Kyoto Fusioneering nets $79M Series C to make parts for fusion startups

Commercial fusion power has never felt closer. It’s not going to happen next year or the year after, but plenty of investors think it’ll be sooner than later. Even Microsoft has placed a bet, inking a deal with Helion that requires the startup to bring a plant online by 2028.

There are at least half a dozen other companies vying with Helion to supply fusion power to the grid. Many of them are developing a significant fraction of their technology in house, but Kyoto Fusioneering is betting that there’s plenty of stuff that plasma-focused startups would rather not think about.

Last week, the company announced that it had closed an oversubscribed $79 million Series C round, which was led by JIC Venture Growth Investments. The firm was joined by more than a dozen other investors, including JAFCO Group, Mitsubishi Corporation, Coral Capital and J-Power.

The Japanese company is concentrating on basically everything outside the fusion reactor itself, including plasma preheaters and heat exchangers that do the dirty work of turning the immense heat generated by fusing atoms into usable power. It’s a long bet, and ultimately success is outside the company’s control. After all, if no one is able to successfully harness fusion in a way that’s profitable on a commercial scale, they won’t have anyone to sell to. But given the sheer number of legitimate fusion startups, the odds appear to be tilting in Kyoto Fusioneering’s favor.

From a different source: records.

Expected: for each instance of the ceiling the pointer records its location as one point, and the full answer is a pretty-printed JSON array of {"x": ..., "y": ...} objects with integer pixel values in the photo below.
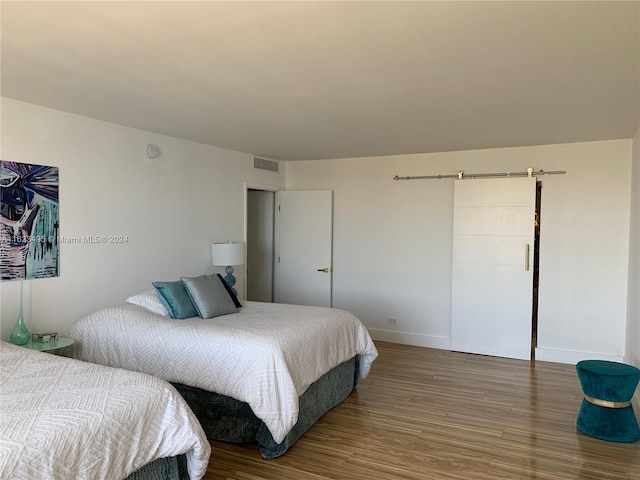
[{"x": 315, "y": 80}]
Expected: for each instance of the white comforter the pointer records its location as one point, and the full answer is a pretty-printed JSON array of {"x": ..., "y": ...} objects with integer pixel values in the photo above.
[
  {"x": 266, "y": 355},
  {"x": 62, "y": 419}
]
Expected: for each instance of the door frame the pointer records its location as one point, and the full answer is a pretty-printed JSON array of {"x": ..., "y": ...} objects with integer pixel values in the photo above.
[{"x": 265, "y": 188}]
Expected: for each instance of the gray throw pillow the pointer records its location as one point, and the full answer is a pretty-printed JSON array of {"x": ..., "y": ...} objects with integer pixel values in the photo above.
[{"x": 209, "y": 296}]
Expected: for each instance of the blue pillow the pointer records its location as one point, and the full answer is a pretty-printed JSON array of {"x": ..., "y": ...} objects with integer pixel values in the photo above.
[
  {"x": 174, "y": 296},
  {"x": 236, "y": 302}
]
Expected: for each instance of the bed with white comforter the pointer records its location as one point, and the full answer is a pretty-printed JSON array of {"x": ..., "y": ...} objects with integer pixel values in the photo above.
[
  {"x": 65, "y": 419},
  {"x": 266, "y": 355}
]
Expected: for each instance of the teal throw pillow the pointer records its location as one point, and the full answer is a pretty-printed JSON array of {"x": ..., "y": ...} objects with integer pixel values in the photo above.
[{"x": 174, "y": 296}]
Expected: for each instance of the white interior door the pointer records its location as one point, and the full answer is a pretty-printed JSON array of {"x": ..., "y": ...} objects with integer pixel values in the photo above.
[
  {"x": 492, "y": 287},
  {"x": 304, "y": 247}
]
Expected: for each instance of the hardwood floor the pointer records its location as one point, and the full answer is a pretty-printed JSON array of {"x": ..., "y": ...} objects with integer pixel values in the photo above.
[{"x": 432, "y": 414}]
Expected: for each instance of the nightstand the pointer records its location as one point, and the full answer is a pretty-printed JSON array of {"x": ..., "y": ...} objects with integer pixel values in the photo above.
[{"x": 61, "y": 342}]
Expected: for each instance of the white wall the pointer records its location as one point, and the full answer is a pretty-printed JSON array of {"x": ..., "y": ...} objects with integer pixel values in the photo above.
[
  {"x": 171, "y": 209},
  {"x": 632, "y": 353},
  {"x": 392, "y": 242}
]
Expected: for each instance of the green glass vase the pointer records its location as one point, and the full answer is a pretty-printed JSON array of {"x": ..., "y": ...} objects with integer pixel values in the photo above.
[{"x": 20, "y": 333}]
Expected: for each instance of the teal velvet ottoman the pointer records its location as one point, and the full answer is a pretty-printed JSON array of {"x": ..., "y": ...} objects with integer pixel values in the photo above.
[{"x": 606, "y": 411}]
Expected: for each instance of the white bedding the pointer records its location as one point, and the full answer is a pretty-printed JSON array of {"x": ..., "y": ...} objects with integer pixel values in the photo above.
[
  {"x": 63, "y": 419},
  {"x": 266, "y": 355}
]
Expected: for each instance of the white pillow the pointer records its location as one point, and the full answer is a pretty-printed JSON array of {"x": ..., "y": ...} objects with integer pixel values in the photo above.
[{"x": 150, "y": 301}]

Undo crushes $12M funding round to, um, undo carbon pollution

With the timeline to dangerous warming shortening, and no sign of carbon pollution abating, plenty of founders are rushing to start carbon removal companies.

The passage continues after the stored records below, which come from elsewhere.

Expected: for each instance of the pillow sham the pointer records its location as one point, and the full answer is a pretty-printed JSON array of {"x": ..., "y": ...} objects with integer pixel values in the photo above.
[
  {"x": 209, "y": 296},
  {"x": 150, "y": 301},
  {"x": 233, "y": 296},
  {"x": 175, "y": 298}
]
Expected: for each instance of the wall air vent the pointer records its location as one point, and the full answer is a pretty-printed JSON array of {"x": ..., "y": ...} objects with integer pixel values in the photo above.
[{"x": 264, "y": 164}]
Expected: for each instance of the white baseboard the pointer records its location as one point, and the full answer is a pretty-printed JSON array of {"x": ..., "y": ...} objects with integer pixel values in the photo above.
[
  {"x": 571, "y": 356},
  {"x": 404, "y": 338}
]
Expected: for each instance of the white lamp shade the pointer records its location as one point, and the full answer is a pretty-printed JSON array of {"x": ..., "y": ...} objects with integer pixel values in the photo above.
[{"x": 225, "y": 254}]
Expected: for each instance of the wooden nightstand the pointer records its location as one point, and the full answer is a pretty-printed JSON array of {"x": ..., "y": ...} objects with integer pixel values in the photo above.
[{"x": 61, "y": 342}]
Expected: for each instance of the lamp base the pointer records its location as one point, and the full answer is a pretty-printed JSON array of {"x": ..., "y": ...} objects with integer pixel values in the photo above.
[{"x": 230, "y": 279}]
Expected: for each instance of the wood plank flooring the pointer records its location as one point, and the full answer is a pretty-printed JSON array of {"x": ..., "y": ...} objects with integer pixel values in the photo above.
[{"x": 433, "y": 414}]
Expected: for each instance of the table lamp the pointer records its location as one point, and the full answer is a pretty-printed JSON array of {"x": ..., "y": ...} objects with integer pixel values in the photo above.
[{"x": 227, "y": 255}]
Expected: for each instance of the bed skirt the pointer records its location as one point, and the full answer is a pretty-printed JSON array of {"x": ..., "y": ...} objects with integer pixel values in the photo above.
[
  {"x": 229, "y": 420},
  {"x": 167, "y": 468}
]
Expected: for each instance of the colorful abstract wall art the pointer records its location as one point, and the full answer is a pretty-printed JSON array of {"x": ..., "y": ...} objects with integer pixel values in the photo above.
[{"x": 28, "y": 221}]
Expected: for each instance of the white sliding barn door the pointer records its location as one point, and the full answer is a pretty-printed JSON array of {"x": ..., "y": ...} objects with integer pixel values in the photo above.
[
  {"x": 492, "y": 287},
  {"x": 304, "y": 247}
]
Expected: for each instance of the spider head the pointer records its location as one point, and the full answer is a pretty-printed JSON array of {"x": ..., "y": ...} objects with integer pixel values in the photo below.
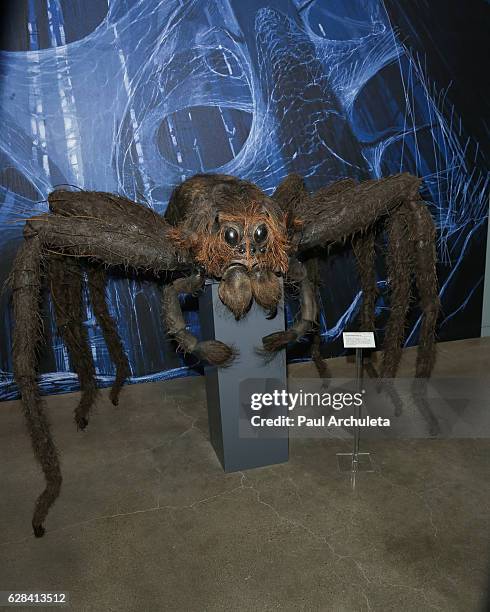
[{"x": 239, "y": 238}]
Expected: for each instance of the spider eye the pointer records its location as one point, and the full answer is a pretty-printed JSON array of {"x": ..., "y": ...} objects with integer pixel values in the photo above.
[
  {"x": 260, "y": 233},
  {"x": 231, "y": 236}
]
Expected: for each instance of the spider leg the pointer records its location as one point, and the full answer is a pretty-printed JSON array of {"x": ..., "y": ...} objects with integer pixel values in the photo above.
[
  {"x": 399, "y": 258},
  {"x": 97, "y": 280},
  {"x": 66, "y": 285},
  {"x": 213, "y": 351},
  {"x": 26, "y": 288},
  {"x": 365, "y": 253},
  {"x": 313, "y": 273},
  {"x": 309, "y": 314},
  {"x": 427, "y": 286}
]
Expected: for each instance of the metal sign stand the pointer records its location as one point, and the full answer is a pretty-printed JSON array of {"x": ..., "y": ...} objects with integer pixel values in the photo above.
[{"x": 356, "y": 461}]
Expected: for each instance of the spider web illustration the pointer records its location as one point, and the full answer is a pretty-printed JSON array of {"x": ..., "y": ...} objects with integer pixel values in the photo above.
[{"x": 156, "y": 91}]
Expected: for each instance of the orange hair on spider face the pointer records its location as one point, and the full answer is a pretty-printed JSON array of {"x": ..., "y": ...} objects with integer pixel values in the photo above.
[{"x": 210, "y": 249}]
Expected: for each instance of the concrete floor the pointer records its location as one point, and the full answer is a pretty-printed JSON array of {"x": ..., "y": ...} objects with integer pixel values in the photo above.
[{"x": 148, "y": 521}]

There are a number of different ways to take carbon out of the atmosphere. The most widely known way is to blow air across a material that absorbs carbon dioxide and then find something to do with the gas (usually stick it deep underground). If that sounds expensive, it is, which is why other companies are crushing rock to speed up a process known as enhanced weathering.

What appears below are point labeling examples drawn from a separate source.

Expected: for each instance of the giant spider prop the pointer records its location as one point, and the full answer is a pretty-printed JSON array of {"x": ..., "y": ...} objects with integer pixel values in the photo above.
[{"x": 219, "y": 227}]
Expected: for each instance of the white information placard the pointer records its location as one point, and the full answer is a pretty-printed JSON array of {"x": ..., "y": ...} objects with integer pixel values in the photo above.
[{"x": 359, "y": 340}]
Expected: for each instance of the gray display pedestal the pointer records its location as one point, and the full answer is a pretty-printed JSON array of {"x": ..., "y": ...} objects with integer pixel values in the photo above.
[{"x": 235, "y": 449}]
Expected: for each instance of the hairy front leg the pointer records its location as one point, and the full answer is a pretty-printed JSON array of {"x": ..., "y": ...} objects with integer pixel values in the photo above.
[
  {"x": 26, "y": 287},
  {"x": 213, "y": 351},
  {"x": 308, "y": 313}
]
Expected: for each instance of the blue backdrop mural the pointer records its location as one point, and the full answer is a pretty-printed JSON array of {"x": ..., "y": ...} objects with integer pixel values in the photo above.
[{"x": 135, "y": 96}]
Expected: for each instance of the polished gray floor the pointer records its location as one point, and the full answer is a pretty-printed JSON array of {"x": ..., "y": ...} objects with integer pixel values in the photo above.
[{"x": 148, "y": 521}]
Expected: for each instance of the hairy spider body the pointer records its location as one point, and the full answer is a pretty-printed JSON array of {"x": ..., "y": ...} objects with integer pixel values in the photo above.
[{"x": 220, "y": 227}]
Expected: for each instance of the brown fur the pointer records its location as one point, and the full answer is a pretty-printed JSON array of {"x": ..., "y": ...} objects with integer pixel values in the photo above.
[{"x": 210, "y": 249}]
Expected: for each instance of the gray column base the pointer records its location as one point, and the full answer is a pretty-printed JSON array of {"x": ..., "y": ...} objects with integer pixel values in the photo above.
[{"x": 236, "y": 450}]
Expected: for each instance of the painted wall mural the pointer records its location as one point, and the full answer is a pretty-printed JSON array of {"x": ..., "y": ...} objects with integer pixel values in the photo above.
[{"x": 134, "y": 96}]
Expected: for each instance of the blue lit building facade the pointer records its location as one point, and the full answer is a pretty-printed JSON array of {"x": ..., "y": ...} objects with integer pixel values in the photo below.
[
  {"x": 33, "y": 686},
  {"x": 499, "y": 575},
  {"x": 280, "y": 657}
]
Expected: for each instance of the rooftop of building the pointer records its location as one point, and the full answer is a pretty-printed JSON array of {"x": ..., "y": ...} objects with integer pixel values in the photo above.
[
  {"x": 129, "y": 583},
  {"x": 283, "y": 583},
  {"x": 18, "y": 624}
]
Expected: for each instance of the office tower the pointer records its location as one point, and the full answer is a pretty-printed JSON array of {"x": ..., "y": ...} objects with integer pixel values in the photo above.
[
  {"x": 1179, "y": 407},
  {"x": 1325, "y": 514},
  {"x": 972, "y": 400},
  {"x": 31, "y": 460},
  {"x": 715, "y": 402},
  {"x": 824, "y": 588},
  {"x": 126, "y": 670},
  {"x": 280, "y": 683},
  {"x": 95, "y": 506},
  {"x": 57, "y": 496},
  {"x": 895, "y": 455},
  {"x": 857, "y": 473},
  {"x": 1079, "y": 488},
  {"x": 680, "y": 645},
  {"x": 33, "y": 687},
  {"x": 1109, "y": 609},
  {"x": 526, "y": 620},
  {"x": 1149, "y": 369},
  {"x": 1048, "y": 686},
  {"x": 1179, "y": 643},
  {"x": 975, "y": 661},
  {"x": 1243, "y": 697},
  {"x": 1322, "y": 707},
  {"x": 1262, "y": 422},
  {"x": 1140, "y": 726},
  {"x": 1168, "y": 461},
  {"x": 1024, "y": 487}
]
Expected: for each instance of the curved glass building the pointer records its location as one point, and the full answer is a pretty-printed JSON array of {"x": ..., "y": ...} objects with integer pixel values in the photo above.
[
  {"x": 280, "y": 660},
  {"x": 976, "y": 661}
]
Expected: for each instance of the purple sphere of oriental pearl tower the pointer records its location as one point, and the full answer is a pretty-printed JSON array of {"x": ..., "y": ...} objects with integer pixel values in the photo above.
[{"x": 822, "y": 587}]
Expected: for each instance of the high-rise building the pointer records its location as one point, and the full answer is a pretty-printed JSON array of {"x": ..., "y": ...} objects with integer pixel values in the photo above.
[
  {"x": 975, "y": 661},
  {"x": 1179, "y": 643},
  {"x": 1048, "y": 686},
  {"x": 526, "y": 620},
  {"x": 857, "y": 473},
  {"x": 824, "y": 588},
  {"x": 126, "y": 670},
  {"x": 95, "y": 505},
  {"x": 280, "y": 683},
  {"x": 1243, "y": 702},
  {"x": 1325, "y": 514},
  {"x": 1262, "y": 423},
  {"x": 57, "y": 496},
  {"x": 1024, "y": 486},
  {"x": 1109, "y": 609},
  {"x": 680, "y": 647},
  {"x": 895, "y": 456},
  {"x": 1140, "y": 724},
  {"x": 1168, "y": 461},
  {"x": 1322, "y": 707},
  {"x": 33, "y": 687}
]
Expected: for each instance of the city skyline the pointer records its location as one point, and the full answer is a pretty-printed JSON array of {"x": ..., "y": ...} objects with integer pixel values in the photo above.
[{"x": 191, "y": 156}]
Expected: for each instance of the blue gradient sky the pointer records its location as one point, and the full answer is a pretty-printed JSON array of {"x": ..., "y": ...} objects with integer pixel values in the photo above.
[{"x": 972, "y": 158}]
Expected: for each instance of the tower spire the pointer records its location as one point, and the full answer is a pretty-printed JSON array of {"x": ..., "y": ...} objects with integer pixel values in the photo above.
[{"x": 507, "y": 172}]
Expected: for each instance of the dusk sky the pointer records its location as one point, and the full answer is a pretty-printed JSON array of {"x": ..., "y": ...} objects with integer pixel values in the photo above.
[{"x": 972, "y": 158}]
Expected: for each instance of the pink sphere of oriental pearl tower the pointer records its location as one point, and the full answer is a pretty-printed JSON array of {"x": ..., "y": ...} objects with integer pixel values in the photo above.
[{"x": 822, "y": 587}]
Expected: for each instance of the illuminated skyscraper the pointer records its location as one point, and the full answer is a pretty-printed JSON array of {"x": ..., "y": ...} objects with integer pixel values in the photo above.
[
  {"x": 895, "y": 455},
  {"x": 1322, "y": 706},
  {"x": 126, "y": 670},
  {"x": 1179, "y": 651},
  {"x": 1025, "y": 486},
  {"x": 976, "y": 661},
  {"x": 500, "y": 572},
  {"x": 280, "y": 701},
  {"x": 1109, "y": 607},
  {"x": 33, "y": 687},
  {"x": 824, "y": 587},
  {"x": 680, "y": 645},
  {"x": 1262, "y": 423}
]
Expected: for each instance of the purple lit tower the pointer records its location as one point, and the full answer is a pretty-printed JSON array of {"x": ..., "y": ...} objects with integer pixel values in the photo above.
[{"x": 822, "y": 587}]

Several types of rock naturally absorb carbon dioxide. Problem is, they’re very slow at it. But humans can speed things up by crushing the rocks and increasing the surface area exposed to the atmosphere. That’s what Undo does with basalt. After pulverizing the volcanic rock, Undo gives it free to farmers to spread on their fields, where it not only sucks down carbon but also adds key nutrients and increases the soil’s pH (both good things).

Undo announced on Monday that it had raised $12 million in funding and signed a $1 million contract renewal with Stripe for carbon removal services. Lowercarbon Capital and AENU led the round.

The startup is entering an increasingly crowded field. Competitors Lithos Carbon, which also uses basalt, and Eion, which uses olivine, both raised rounds last year. But given the amount of carbon that needs to be removed, the number of farmers who use pH-boosting soil amendments, and the logistical challenges of shipping rock, enhanced rock weathering is unlikely to be a winner-take-all field. Instead, several companies might bump up against each other in competitive markets, while smaller ones might support a single player.

Whether those constraints prevent startups from scaling at a pace that pleases venture capital firms remains to be seen. But for now, they have room to run.